There are three places to stay in Kabul. One is the Intercontinental – a vast corporate number to the west of the city, built by the British in 1969, and now in a state of creeping decrepitude. It's perched on a big hill and has a wonderful view across Kabul. And here lies the problem: it sticks out like a fluorescent crucifix on an imam. You couldn't create a better target for missiles in a lawless city if you wrote 'Contents: valuable journalists, diplomats and government ministers' on its side. During the war, all the journalists gathered here to enjoy its bar, pool (women not allowed) and room service, and it remains popular. Every now and then someone bombs it, or casually takes a pot-shot at it with a shoulder-held missile launcher: the last rocket attack was only two weeks before we arrived. A forlorn sign at the entrance says 'No Weapons'. You takes your chances.
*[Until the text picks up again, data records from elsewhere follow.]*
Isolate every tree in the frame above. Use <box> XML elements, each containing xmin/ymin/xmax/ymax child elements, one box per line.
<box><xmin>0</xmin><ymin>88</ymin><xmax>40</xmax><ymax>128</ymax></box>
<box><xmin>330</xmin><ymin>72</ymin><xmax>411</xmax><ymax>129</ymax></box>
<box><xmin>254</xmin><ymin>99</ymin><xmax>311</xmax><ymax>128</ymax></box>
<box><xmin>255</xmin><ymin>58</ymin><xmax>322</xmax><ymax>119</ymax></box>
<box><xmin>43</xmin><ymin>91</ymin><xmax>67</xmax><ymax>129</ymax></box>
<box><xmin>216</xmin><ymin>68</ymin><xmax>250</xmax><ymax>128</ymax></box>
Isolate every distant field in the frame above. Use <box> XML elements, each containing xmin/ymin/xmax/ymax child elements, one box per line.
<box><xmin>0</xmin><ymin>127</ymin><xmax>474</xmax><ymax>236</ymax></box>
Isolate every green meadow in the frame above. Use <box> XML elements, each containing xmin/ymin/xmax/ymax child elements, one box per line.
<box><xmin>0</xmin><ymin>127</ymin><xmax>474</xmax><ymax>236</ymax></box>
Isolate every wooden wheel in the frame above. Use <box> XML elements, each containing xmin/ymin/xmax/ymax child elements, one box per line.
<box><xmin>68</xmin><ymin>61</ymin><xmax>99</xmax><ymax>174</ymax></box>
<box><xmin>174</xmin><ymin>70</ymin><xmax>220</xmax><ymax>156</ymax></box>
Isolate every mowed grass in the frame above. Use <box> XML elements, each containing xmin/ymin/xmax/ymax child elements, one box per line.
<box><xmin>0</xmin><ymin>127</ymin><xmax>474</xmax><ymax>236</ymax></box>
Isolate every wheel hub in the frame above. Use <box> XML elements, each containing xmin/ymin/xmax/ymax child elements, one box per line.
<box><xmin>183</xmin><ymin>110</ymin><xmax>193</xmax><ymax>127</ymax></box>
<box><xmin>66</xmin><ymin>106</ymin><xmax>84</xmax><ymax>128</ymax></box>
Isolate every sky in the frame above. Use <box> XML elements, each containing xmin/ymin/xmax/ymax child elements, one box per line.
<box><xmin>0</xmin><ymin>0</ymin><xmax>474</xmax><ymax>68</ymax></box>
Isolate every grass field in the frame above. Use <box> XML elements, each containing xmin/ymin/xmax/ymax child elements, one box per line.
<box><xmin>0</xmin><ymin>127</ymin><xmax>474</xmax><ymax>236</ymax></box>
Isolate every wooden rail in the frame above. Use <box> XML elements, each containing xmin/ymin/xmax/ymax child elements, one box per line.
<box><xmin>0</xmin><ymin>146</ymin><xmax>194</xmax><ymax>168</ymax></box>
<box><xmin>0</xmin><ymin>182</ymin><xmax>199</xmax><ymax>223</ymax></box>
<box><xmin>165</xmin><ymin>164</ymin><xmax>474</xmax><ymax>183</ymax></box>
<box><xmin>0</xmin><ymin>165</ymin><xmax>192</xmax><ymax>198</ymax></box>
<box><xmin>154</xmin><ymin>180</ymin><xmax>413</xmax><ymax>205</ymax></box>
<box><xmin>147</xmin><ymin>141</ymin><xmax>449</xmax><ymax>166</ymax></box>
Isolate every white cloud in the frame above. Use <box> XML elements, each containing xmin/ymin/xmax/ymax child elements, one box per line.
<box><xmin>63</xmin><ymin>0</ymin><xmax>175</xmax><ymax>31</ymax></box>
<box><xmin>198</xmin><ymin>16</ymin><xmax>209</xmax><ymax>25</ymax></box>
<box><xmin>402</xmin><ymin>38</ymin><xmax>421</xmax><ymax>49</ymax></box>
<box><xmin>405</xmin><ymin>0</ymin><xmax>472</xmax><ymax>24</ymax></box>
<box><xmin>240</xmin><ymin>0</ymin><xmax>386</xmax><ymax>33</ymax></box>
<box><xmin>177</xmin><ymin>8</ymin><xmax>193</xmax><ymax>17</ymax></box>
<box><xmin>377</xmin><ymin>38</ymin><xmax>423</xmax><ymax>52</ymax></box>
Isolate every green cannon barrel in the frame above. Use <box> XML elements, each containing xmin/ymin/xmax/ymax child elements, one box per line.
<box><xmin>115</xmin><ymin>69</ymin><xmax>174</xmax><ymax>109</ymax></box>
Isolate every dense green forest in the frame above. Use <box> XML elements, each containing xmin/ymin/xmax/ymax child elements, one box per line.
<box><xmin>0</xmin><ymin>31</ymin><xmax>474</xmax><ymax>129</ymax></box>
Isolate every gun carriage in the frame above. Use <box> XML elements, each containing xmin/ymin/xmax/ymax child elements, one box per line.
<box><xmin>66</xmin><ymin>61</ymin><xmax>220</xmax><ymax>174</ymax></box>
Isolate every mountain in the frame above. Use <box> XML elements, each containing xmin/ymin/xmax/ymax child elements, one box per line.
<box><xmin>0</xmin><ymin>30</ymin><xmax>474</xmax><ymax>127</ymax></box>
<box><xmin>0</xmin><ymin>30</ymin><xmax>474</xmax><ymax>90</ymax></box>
The second place is the recently opened, absurdly luxurious Serena. There's nothing wrong with this place, as long as you can get your pretty little head to sleep on those goose-down pillows when outside 6.6 million Afghans go hungry on a daily basis. (I don't mean to sound preachy, but the contrast is a lot to bear.) The Serena has a small army of security guards at the door, bristling with modern weaponry, and inside the prawn cocktail is safe to munch, and the loo roll is of perfect pile. All of which puts it firmly out of the BBC's hotel budget.
I'm booked into the third option: the Gandamack Lodge, a legendary Kabul institution also known as Peter Jouvenal's Place, and the favoured drinking hole of the international press. It used to be the home of Bin Laden's fourth wife and family, but now it's become a small, nicely down-at-heel hotel (although in Kabul terms, it's high luxury) with a colonial feel designed to please grouchy British war correspondents, who enjoy its collection of military souvenirs and antiques.
There are machine gun-toting guards at the low-key entrance, which is both comforting and horrific, but I don't really care any more. I'm exhausted from The Fear, and I'd quite like it to stop.